J. Bodin, devleti, “Bir çok ailenin ve bu ailelerin ortak olan şeylerinin, egemen güç (erk) tarafından, hukuka uygun olarak yönetilmesidir” şeklinde tanımlar. Böylece Bodin, devleti oluşturan en önemli kavramın “hiyerarşik yapılanma” olması gerektiği mazmununa işaret etmiş olur. 
Zira toplumun en küçük sosyal birimi olan ailenin yapısal özelliğinde dikkat çeken eşler arasında, anne babanın çocukları arasında, ailenin -varsa- daha büyükleri veya daha küçükleri arasındaki dayanışmanın “kültürel hiyerarşi” diyebileceğimiz bir tanımla gerçekleştiğidir. Ailede her bireyin kültürel olarak yeri ve görevleri belirlenmiştir. Bu yazılı olarak; ‘karşılıklı görev, yetkiler, sorumluluklar’ gibi maddelerle tanımlandığında hukuk dediğimiz düzenleme ortaya çıkmış olur. Öyleyse devleti var eden en önemli etken, toplumsal hiyerarşinin devlete aktarılmasıdır. Toplumun seçkinleri, zenginleri, güçlüleri arasında meydana gelen bu doğal hiyerarşi bir kağıt üzerine yazılmaya yani bir anlaşma biçiminde uygulanmaya başlandığında; taraflar karşılıklı olarak hak ve hukuklarını belirlediklerinde yapılan sözleşme, devlet denen aygıtı ortaya çıkarmış olur. Modern devletin temel işleyiş mantığı da budur. Bu mevzuyu daha somutlaştırmak istersek Fransız Devrimi’yle feodalitenin, burjuvaziye yenilmesi ve yeni bir kültürel hiyerarşinin oluşması yaklaşık yüz yıllık bir süreçtir. Bu yeni toplumsal hiyerarşi devlete de süreç içerisinde olduğu gibi yansımıştır ve halen bu hiyerarşi Batı toplumu tarafından korunur. Liberalizmin “sınıf” olarak tanımladığı yapı, işte bu toplumsal hiyerarşinin siyasal ve hukuki tanımıdır. 

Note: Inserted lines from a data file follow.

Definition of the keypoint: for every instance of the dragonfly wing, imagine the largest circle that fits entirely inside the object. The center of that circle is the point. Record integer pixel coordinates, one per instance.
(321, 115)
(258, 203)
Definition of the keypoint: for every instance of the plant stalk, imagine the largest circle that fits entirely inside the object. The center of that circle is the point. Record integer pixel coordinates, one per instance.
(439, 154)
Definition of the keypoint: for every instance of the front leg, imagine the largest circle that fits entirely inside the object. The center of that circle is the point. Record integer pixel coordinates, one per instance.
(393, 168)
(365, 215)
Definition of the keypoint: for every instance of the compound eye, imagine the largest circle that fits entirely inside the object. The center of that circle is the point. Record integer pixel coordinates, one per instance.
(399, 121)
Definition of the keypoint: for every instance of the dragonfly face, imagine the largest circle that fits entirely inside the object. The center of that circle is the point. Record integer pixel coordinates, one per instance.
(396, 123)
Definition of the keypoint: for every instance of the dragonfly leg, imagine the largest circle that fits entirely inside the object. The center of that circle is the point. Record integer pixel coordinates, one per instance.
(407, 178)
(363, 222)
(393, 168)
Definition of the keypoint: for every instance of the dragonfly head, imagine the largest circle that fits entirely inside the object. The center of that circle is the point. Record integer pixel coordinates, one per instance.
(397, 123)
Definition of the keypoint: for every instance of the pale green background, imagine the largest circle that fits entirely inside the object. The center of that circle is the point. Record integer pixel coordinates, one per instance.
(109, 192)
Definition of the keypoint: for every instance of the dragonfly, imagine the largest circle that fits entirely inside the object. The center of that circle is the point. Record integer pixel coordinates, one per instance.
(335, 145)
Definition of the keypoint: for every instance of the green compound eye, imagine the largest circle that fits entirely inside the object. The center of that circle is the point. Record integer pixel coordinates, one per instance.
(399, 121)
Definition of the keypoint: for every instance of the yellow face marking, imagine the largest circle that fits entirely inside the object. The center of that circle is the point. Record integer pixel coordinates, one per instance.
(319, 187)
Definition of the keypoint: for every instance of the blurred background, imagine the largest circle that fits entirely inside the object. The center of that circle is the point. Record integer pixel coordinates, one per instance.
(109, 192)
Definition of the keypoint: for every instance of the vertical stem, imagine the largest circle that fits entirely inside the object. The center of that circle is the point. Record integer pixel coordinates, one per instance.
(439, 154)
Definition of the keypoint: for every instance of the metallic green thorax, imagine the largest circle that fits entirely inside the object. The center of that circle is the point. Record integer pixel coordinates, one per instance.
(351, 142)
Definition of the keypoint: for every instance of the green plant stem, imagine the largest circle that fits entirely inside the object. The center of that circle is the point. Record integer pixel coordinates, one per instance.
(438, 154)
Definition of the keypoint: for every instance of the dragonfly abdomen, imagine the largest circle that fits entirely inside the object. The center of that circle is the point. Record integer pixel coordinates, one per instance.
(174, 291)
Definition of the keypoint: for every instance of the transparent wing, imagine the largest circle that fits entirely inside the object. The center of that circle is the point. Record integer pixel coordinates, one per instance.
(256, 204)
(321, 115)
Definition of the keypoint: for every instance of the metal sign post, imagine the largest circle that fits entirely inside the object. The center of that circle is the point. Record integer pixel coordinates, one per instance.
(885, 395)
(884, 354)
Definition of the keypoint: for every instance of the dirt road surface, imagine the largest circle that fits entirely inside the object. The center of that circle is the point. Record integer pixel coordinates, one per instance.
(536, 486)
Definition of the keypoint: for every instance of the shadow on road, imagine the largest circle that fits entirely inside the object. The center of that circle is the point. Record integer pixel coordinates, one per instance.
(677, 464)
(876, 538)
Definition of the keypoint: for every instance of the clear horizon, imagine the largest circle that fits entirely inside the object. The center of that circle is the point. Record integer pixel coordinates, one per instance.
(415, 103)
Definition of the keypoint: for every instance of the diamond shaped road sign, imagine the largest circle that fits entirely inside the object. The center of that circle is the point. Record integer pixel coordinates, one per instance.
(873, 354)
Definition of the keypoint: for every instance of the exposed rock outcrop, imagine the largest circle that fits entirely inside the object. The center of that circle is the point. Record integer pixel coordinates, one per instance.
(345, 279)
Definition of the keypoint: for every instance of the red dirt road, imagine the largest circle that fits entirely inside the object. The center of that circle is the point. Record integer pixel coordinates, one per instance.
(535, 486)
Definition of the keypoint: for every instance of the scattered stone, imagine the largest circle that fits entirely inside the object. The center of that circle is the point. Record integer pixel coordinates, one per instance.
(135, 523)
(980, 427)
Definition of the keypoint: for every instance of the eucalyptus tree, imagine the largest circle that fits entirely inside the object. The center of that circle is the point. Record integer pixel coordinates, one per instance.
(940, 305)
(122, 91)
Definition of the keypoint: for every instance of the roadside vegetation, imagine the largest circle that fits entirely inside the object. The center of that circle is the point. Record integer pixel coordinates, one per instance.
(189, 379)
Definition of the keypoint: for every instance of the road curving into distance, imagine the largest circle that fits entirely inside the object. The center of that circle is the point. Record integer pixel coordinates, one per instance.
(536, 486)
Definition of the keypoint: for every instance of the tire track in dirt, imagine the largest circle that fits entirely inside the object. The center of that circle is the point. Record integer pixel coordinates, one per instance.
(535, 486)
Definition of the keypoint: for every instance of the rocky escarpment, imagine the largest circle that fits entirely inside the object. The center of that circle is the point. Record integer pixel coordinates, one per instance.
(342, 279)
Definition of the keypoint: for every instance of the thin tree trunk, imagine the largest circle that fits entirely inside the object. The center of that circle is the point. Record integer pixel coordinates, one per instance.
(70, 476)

Modern hukuk bu hiyerarşi ile oluşmuş, devlet denen erk bununla şekillenmiştir. Ortaya çıkan bu ikili mutabakat, modern dönemde hukuk devleti olarak tanımlanmıştır Kültürel hiyerarşiyi devlet mekanizmasına hukuki bir akitle taşıyamamış toplumlar ne yazık ki devlet erkini oluşturamazlar. Evet, bir erk oluşsa da bu hukukla değil; çeteleşme, örgütleşme, partizanlaşma biçiminde tek taraflı kanunlarla yönetilen düzenler olarak görülebilir. Avrupa’da görülen Nazi Almanyası, Mussolini İtalyası veya Arap coğrafyasında kurulu devletler buna örnek verilebilir. Bir toplum kendisini var eden kültürel hiyerarşiyi çeşitli müdahalelerle kaybetmişse işte o vakit kurulan devlet bir bağımsız devlet olmaktan daha çok bir müstemleke, sömürü devleti biçiminde sahipsiz ve dış müdahalelere açık hale gelecektir. Türkiye gibi sanayi devrimini ve modern devlet yapılanmasını, 19. yüzyılın son çeyreğinde yakalamaya çalışan milletler ne yazık ki egemen gücün ürettiği felsefe, bilim, teknoloji, ekonomi ve siyaseti kullanma gayretiyle sosyal hayata, tepeden müdahale ederek; kurulu kültürel hiyerarşiye zarar vermişlerdir. Bu dayatmacılık özellikle modern cumhuriyetin kurulduğu dönemlerde çok radikal bir şekilde kendini gösterir. Toplumun giyim kuşamından, aile içi ilişkiler, eğitim, öğretim hatta beslenme alışkanlığının değiştirilmesine kadar veya toplumun önde gelen pek çok ismini, değişen devlet ve düzen için bir risk olarak görülmesi ki bu sorunların bertaraf edilmesi için yapılan müdahaleler, kültürel hiyerarşiyi işlevsizleştirmiştir. Yeni bir kültürel hiyerarşi de oluşturamamıştır. Yeni kurulan cumhuriyet; toprak ağalarının, din adamlarının vb.lerin itibar ve etkilerini devlet erkiyle yok ederken onun yerine bir burjuvazi oluşmamıştır, oluşturamamıştır. 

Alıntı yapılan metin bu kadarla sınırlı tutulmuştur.